Direction ensuite la piste et le Turn One. Un juge de paix à Petit Le Mans. Cette courbe en montée referme plus qu’il n’y paraît. Et pourtant, les Protos y sont terriblement efficaces. Visuellement, l’impression est la même qu’en 2008 : les LMP2 sont plus bluffantes encore que les LMP1. Manu Collard me confiait qu’il passait à fond de 6e à l’époque du RS Spyder/Penske. La HPD/Highcroft n’a pas grand chose à envier à sa concurrente allemande, surtout lorsque Simon Pagenaud est au volant. Ce Turn One est un régal. Et il l’est d’autant plus que le spectateur est accoudé à la barrière à quelques mètres à peine de la piste. Encore une vision appréciable. On remonte pour arriver au sommet de la bosse. Découvrir le virage n°3 où les GT décollent d’une ou plusieurs roues en mordant sur le vibreur. On aperçoit aussi les camping-cars au premier plan, la butte bondée de spectateurs à l’horizon. Nouvelle neutralisation : crevaison pour la RS Spyder/Cytosport. Source ? Le commissaire… qui renseigne les supporters !

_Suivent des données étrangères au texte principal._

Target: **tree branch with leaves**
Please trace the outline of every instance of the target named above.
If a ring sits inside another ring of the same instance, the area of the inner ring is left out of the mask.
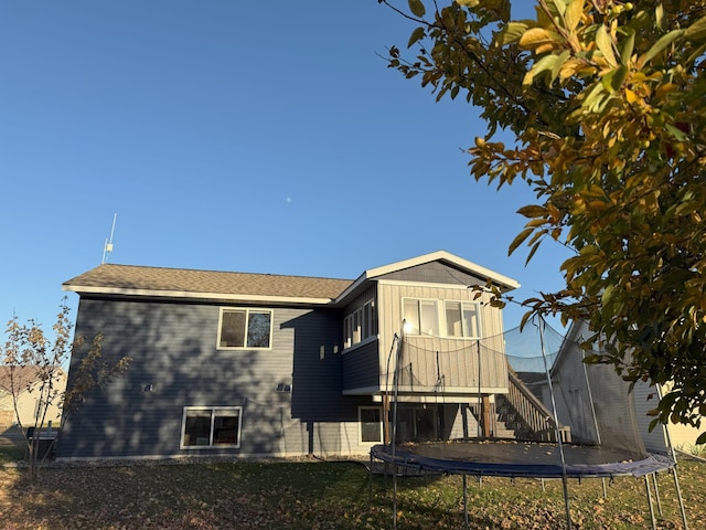
[[[534,18],[515,21],[507,0],[407,9],[416,56],[392,46],[388,66],[420,76],[437,98],[464,94],[488,125],[468,149],[471,176],[520,180],[536,195],[510,253],[526,247],[530,261],[547,242],[574,251],[560,266],[566,286],[524,300],[523,322],[587,321],[587,342],[602,347],[589,361],[631,383],[668,384],[656,421],[699,426],[706,2],[538,0]]]
[[[0,369],[2,386],[0,390],[9,394],[15,421],[26,444],[30,464],[30,477],[36,478],[40,466],[46,459],[47,452],[40,451],[41,438],[38,433],[49,422],[50,411],[62,409],[62,422],[74,412],[83,401],[86,392],[101,388],[128,369],[130,358],[125,357],[115,364],[101,359],[103,337],[95,337],[87,353],[75,373],[71,374],[71,384],[61,384],[65,378],[64,367],[68,364],[72,352],[82,349],[83,337],[72,341],[73,325],[68,319],[69,308],[62,303],[53,325],[53,339],[46,337],[42,326],[34,320],[20,324],[13,316],[6,329],[7,340],[0,350]],[[26,424],[20,412],[20,400],[23,393],[30,393],[36,402],[34,415]],[[30,436],[29,433],[35,434]]]

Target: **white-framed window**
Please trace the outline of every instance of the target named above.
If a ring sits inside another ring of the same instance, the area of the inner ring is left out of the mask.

La descente des Esses se fait le long de la barrière. Cette fois, il y a un grillage devant. Guère haut toutefois au regard de la vitesse des autos. Selon le point de vue, on peut facilement surplomber ce grillage. Mais c’est un peu plus loin que se trouve l’un des plus beaux spots. Après avoir traversé une rivière, manqué de s’être pris les pieds dans ronces et de se prendre une branche dans le front, on remonte sur la colline donnant sur les Esses. L’écran géant à droite, les haut-parleurs à gauche avec Radio Le Mans parfaitement audible, et en face une enfilade de rêve. Le gazon est bien garni, c’est certain. On y resterait bien des heures, à déguster un burger dont le goût, pas terrible, s’améliore à la vision de chaudes batailles…

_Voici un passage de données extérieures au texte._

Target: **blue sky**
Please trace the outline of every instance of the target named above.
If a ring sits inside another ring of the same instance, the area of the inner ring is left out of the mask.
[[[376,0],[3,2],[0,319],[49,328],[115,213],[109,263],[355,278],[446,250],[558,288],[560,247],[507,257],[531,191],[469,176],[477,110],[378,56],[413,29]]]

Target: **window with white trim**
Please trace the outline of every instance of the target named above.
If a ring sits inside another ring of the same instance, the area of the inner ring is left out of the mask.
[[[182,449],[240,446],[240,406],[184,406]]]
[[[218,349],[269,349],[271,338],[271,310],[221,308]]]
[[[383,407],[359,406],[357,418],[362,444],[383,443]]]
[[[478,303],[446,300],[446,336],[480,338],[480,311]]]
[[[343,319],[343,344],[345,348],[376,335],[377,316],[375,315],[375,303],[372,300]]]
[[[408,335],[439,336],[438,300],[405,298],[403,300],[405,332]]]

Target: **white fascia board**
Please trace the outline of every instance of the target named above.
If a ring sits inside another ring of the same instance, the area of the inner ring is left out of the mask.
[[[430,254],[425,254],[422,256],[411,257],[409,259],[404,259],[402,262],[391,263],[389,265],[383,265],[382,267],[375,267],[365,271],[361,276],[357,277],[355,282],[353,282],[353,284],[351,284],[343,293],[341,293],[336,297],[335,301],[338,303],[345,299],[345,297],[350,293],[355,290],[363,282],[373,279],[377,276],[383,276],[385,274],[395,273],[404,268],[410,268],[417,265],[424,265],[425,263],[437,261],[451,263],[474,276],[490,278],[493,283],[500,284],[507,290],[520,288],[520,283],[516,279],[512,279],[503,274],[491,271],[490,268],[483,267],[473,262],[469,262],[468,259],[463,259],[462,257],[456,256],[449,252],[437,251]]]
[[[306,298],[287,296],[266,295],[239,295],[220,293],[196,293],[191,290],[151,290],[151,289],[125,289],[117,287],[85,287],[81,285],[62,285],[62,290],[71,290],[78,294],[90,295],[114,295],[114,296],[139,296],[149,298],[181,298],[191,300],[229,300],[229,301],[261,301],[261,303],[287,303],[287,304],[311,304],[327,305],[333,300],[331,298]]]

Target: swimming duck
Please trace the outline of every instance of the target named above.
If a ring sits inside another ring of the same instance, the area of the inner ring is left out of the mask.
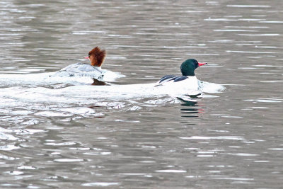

A quelques mètres se situe une « Kids Zone » destinée, comme son nom l’indique, aux plus jeunes. L’accès est gratuit, bien évidemment. Et à vrai dire, on se demande pourquoi de telles structures gonflables ne sont pas présentes en Europe. Bref, on longe le bout de ligne droite pour arriver au virage n°6. L’image est surréaliste : les concurrents arrivent à toute balle et les fans sont à deux ou trois mètres à peine, derrière une barrière que l’on pourrait enjamber sans difficulté. Toujours avec mon « black berry », je m’amuse à prendre quelques photos. Sans zoom donc. Et j’imagine le passionné qui doit se régaler avec son appareil photo, pas nécessairement haut de gamme. Là aussi, on y resterait bien un long moment…

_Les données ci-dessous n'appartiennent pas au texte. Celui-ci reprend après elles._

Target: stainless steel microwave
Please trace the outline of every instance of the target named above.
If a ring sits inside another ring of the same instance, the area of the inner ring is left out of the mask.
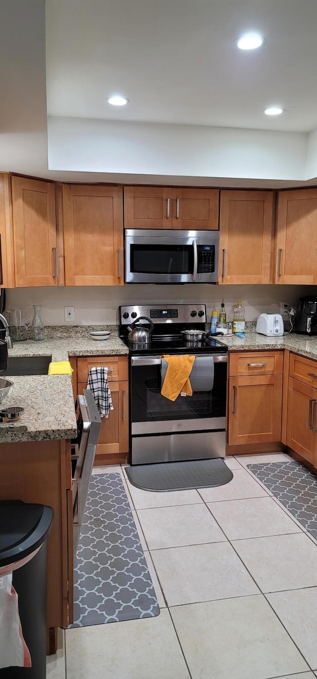
[[[219,231],[127,229],[126,283],[217,283]]]

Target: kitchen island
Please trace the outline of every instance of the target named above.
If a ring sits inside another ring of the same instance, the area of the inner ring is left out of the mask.
[[[95,342],[83,333],[17,342],[9,350],[9,365],[16,357],[48,356],[56,362],[71,356],[126,356],[128,350],[115,331],[105,342]],[[48,650],[54,653],[56,628],[67,626],[73,619],[70,439],[77,436],[77,421],[72,378],[70,375],[11,376],[10,367],[5,376],[14,385],[1,405],[22,406],[24,412],[20,422],[0,424],[0,500],[20,500],[53,508],[48,555]],[[74,382],[75,390],[76,379]]]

On poursuit vers la ligne droite du retour, longeant la rangée de « motor-home ». En fait, c’est l’un des rares endroits que nous ne passerons pas le long du circuit. Pourquoi ? Mystère. Mais le balisage jaune « Caution » est assez clair. Et personne ne tente de passer dessous ou dessus. On imagine l’inverse en Europe… La passerelle Mazda donne une vue parfaite de la ligne droite où Yannick Dalmas s’était envolé en 1998. Sur le vieux continent, je me suis retrouvé dans une telle position avec une personne de la sécurité m’interdisant de « stationner » à un tel endroit. Ici, pas de problème et les photographes amateurs ont bien conscience de cette belle opportunité. Cette fois, on passe donc à l’extérieur, à la gauche du pilote. En arrivant au milieu d’un autre camping, j’aperçois à nouveau le safety car. Pas d’écran géant, et mon anglais n’est pas suffisamment bon pour comprendre ce qui est dit dans le haut-parleur. J’aperçois un campeur avec la TV. Il m’accueille bien volontiers… et me propose même de boire un coup.
Le temps passe et il ne faut pas que je tarde pour relayer l’ami Laurent dans la rédaction des compte-rendus de course. Je file au Turn Ten, toujours en longeant la piste, avec barrière plus grillage à ma droite. Le Turn Ten – un enchaînement gauche droite – est aussi apprécie du public. Les gradins sont bien remplis, la vue superbe. Encore et toujours, ce n’est pas le grillage qui vous embêtera pour les photos. Arrivé sur le pont deux choix s’offre à moi. A droite, les boutiques – moins nombreuses que les années passées – et les corrals, ces parkings qui rassemblent les club de marques, tels que Porsche et Corvette. A gauche, le dernier virage : impossible à longer pour le spectateur, qui peut tout de même le surplomber. Le tour se finit en arrivant au niveau de la passerelle Yokohama. Un peu loin, les pointes de vue sur les stands, côté piste cette fois, ne manquent pas. De nuit, cela vaut le coup d’œil. C’est d’ailleurs de ce côté que sera donné le feux d’artifice qui conclut de manière festive une course animée.
Deux sentiments m’habitent. Le premier : de manière générale, ce circuit est magnifique. La piste en tant que telle représente un défi pour tout pilote. Les abords sont, eux, parfaits pour leurs visiteurs : les accès pour les fans sont simplement géniaux. De mon opinion, seule la Nordschleife rivalise en Europe. Le second : l’accueil des gens, spectateurs, pilotes ou teams. Je ne suis pas seul à le dire : tout le monde est plus ouvert, plus disponible. Moins stressé aussi. Y compris les contrôleurs, qui vont jusqu’à nous donner une tape amicale sur l’épaule. Sacré contraste avec certains complexes où l’on a parfois l’impression d’être un voleur prêt à braquer une banque… même avec un chasuble ou un pass media.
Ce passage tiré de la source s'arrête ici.